Irgendwo in den südamerikanischen Bergen hält eine Gruppe Jugendlicher eine amerikanische Geisel gefangen. Die Gruppe wird von ihrer Dach-Organisation „Monos“ genannt und bekommt in regelmäßigen Abständen Besuch von einem Boten. Der Kleingewachsene Mann ist ebenso Verbindung zur Außenwelt wie Ausbilder und nun bringt er den Monos einen neuen Rekruten, die Milchkuh Shakira, mit der Aufgabe das Tier ebenso zu verteidigen wie die Geisel, die Doctora (Julianne Nicholson).

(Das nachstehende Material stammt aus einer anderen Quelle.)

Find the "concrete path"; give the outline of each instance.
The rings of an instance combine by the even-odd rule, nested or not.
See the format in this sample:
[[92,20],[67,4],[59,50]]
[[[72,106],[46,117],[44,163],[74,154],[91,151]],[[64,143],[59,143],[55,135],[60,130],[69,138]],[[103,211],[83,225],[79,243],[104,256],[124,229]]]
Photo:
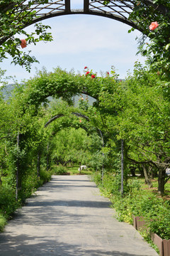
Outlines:
[[157,256],[87,176],[54,176],[0,235],[1,256]]

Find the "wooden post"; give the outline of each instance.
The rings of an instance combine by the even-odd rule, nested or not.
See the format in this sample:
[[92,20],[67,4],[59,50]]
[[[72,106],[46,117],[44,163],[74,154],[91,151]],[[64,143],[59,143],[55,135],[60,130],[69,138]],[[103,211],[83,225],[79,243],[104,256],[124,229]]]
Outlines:
[[124,156],[123,156],[123,149],[124,149],[124,143],[123,139],[121,139],[121,196],[123,196],[123,162],[124,162]]

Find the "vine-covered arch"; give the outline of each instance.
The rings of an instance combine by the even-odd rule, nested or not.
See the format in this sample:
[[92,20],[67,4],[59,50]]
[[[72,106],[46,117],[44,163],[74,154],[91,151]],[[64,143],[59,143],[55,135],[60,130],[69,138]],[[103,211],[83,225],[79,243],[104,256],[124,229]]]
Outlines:
[[[146,31],[144,31],[144,28],[140,20],[134,19],[131,16],[131,14],[135,10],[137,11],[139,7],[146,8],[152,13],[152,16],[157,17],[159,14],[169,16],[169,9],[163,4],[157,4],[157,1],[153,0],[81,0],[81,1],[83,5],[81,9],[72,9],[71,0],[26,0],[1,4],[0,13],[1,15],[5,15],[6,22],[8,20],[11,32],[6,33],[3,30],[0,30],[0,45],[13,36],[16,29],[21,31],[38,21],[59,16],[70,14],[101,16],[126,23],[144,33]],[[142,18],[148,18],[147,14],[144,17],[142,11]]]
[[[81,113],[78,113],[78,112],[72,112],[71,113],[72,114],[74,114],[78,117],[81,117],[81,118],[84,118],[85,119],[86,121],[88,122],[90,122],[90,118]],[[48,120],[45,124],[45,128],[47,127],[48,125],[52,123],[52,122],[55,121],[56,119],[57,119],[58,118],[60,118],[60,117],[64,117],[64,114],[55,114],[54,117],[52,117],[50,120]],[[86,132],[87,132],[87,129],[85,125],[81,125],[80,128],[82,128],[84,129],[85,129]],[[101,130],[98,128],[98,127],[96,127],[98,133],[99,134],[99,136],[101,137],[101,142],[102,142],[102,148],[103,148],[103,152],[102,152],[102,155],[103,155],[103,157],[104,156],[104,153],[103,153],[103,148],[104,148],[104,139],[103,139],[103,133],[101,132]],[[48,164],[47,164],[47,169],[48,169]],[[102,164],[102,172],[101,172],[101,178],[103,178],[103,172],[104,172],[104,165],[103,165],[103,163]]]

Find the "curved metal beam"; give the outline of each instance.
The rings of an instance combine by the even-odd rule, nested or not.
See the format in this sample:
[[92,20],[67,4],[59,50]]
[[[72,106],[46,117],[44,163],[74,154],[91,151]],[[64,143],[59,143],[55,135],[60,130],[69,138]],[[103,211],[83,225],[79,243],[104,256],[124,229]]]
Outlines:
[[107,14],[107,13],[103,13],[101,11],[89,11],[88,12],[84,13],[84,10],[74,10],[74,11],[56,11],[55,13],[53,13],[52,14],[49,14],[49,15],[45,15],[45,16],[42,16],[41,17],[39,18],[35,18],[35,19],[33,19],[31,23],[29,23],[28,24],[26,24],[26,26],[24,26],[25,28],[30,26],[33,23],[35,23],[37,22],[50,18],[52,18],[52,17],[57,17],[57,16],[63,16],[63,15],[75,15],[75,14],[86,14],[86,15],[94,15],[94,16],[102,16],[102,17],[105,17],[105,18],[109,18],[118,21],[120,21],[123,23],[125,23],[128,26],[130,26],[131,27],[133,27],[134,28],[136,28],[137,30],[139,30],[141,32],[143,32],[143,30],[141,28],[139,28],[137,26],[137,25],[136,25],[134,22],[129,21],[128,18],[123,18],[123,17],[120,17],[118,15],[116,14]]

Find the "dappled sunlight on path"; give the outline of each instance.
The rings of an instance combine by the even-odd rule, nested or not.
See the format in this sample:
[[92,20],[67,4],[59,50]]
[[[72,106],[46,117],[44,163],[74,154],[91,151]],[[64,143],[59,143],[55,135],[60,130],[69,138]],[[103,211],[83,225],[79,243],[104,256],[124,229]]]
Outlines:
[[1,256],[157,256],[87,176],[52,176],[0,235]]

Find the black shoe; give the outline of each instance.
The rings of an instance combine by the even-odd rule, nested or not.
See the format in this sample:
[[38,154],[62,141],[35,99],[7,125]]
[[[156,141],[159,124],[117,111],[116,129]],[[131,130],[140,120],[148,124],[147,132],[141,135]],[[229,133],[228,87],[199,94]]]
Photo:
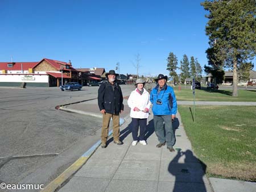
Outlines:
[[156,147],[158,147],[158,148],[160,148],[161,147],[162,147],[162,146],[163,146],[163,145],[166,145],[166,142],[164,142],[164,143],[159,143],[159,144],[158,144],[157,145],[156,145]]
[[105,143],[101,143],[101,148],[105,148],[106,147],[106,144]]
[[172,147],[167,147],[167,149],[169,149],[170,152],[174,152],[175,151]]
[[114,143],[115,143],[116,144],[117,144],[117,145],[122,145],[123,143],[123,142],[122,142],[122,141],[114,141]]

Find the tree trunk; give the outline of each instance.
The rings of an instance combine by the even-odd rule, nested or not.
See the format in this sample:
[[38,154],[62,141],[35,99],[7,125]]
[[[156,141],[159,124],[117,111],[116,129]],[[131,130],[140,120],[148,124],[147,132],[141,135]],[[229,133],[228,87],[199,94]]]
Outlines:
[[233,97],[238,96],[237,93],[237,61],[234,60],[233,64]]

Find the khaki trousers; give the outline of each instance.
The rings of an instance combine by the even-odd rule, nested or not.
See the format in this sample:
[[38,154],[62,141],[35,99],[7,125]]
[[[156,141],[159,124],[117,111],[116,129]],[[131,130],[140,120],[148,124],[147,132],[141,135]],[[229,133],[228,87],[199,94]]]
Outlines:
[[101,143],[106,143],[109,136],[109,122],[112,118],[113,120],[113,136],[114,141],[119,141],[119,114],[113,115],[106,112],[102,116],[102,127],[101,128]]

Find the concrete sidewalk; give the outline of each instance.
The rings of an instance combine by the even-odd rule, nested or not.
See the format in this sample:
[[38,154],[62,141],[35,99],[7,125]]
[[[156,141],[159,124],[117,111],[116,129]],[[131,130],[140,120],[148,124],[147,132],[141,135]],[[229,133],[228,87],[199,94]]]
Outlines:
[[182,125],[175,133],[176,152],[171,153],[166,145],[155,147],[159,142],[152,114],[148,120],[147,145],[131,145],[130,122],[128,118],[121,127],[123,145],[114,144],[110,138],[108,147],[98,148],[59,191],[212,191],[205,165],[193,154]]
[[[105,149],[97,148],[98,142],[92,150],[94,152],[84,165],[77,168],[79,170],[59,191],[256,191],[256,183],[206,177],[207,165],[193,153],[179,114],[175,152],[170,152],[166,145],[160,149],[155,147],[159,142],[154,132],[152,114],[147,127],[147,145],[138,143],[132,146],[127,101],[124,104],[126,110],[122,116],[125,122],[120,135],[123,145],[114,144],[112,136]],[[101,116],[97,100],[65,106],[65,110]]]

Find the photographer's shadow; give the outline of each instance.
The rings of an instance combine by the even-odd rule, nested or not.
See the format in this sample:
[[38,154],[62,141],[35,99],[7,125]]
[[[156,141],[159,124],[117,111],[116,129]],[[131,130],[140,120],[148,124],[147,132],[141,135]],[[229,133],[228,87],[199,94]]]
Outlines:
[[183,152],[179,150],[168,168],[168,172],[175,177],[172,191],[207,192],[205,182],[207,181],[204,177],[206,168],[206,165],[191,151]]

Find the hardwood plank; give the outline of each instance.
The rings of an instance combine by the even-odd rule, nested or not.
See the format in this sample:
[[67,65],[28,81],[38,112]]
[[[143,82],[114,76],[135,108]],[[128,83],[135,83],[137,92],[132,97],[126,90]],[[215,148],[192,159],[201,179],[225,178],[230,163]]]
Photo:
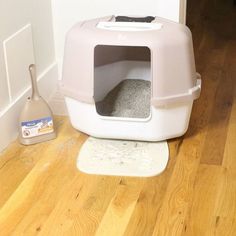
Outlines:
[[214,235],[223,172],[222,166],[199,166],[193,190],[194,197],[189,216],[185,220],[183,235]]
[[[58,132],[61,132],[62,123],[62,117],[55,117]],[[15,141],[0,153],[0,209],[53,142],[23,146]],[[42,151],[38,152],[39,149]]]
[[[208,54],[207,57],[211,59],[213,56],[214,54]],[[217,58],[217,63],[221,61],[221,57]],[[202,75],[203,79],[204,75],[207,75],[205,77],[207,80],[203,81],[201,98],[194,105],[190,127],[184,137],[161,209],[158,212],[153,235],[177,236],[181,235],[184,229],[184,221],[193,197],[193,183],[206,139],[207,125],[213,109],[212,101],[219,85],[220,75],[212,69],[211,64],[205,64]]]
[[94,235],[121,177],[76,177],[41,227],[40,235]]
[[236,220],[229,217],[217,217],[214,236],[235,236]]
[[146,179],[124,235],[152,235],[156,215],[161,207],[182,142],[182,138],[168,141],[170,160],[167,169],[159,176]]
[[123,178],[99,224],[96,236],[123,235],[137,204],[145,179]]
[[217,216],[236,218],[236,89],[222,166],[225,168]]
[[72,130],[68,121],[64,129],[45,150],[41,146],[35,147],[35,152],[42,153],[43,157],[0,210],[1,234],[9,235],[18,229],[27,232],[32,226],[42,224],[54,209],[64,187],[70,184],[68,180],[78,173],[75,157],[86,136]]

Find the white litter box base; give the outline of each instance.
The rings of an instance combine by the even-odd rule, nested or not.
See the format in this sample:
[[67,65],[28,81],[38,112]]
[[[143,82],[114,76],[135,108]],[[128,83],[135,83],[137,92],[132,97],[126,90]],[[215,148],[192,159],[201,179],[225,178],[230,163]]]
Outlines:
[[164,142],[136,142],[96,139],[82,146],[77,167],[88,174],[151,177],[162,173],[169,149]]

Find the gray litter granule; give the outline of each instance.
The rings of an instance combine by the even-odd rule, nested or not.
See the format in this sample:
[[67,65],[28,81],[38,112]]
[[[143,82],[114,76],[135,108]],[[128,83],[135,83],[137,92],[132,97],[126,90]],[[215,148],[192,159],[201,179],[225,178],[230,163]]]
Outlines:
[[102,101],[96,102],[96,109],[102,116],[147,118],[150,99],[150,81],[127,79],[112,89]]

Doch im Übermut einer durchfeierten Nacht tötet ein Querschläger die Kuh Shakira und das fragile Konstrukt der Gruppe zerbricht. Dabei bestehen die Monos nur aus acht Leuten, Anführer Lobo, dessen Partnerin Lady, Perro, Bigfoot, Schlumpf, Boom –Boom, Schwedin und Rambo. Doch Lobo nimmt seine Verantwortung zu persönlich, Bigfoot (Moises Arias) wird von der Organisation zum neuen Anführer bestimmt und nachdem das Versteck der Monos angegriffen wurde, schlägt sich die Gruppe in den Urwald.

Ein neuer Rekrut

In „Monos –Zwischen Himmel und Hölle“ wird nichts erklärt und Zuschauer finden auch keine feste Orientierung. Wie ein dunkler Rausch, ein Alptraum inszeniert Regisseur Alejandro Landres in seinem dritten Film eine Gruppe Jugendlicher, die auf sich selbst gestellt sind. Gedrillt und doch ohne jeden Überblick, wird der Kampf zum Selbstzweck und auch zum eigenen Überlebenskampf. Dabei benimmt sich die Gruppe zunehmend archaischer, je isolierter sie ist. Gegen die Hackordnung und gegen die immer absurder werdende Mission, die Geisel zu bewachen scheint kein Kraut gewachsen zu sein. Einzig Rambo (Sofia Buenaventura) versucht, die Rebellion, artikuliert durch Taten die Sinnfrage und stellt damit die Legitimation infrage; – nicht nur des Anführers Bigfoot.

Als Zuschauer ist man versucht, Vergleiche zu ziehen; diese filmische Präsentation als Allegorie, als Symbol, als Parabel zu verstehen. Dabei tauchen unausweichlich auch andere große Entwürfe aus Literatur und Film auf wie etwa William Goldings „Herr Der Fliegen“ oder Francis Ford Coppolas „Apocalypse Now“, ebenso wie die literarische Vorlage Joseph Conrads „Das Herz der Finsternis“. Sicher kommen ähnliche Situationen und Szenen auch in Monos vor, doch diese verrohte Gruppe Jugendlicher hat auch etwas von der naiven, gehirngewaschenen Brutalität afrikanischer Kindersoldaten.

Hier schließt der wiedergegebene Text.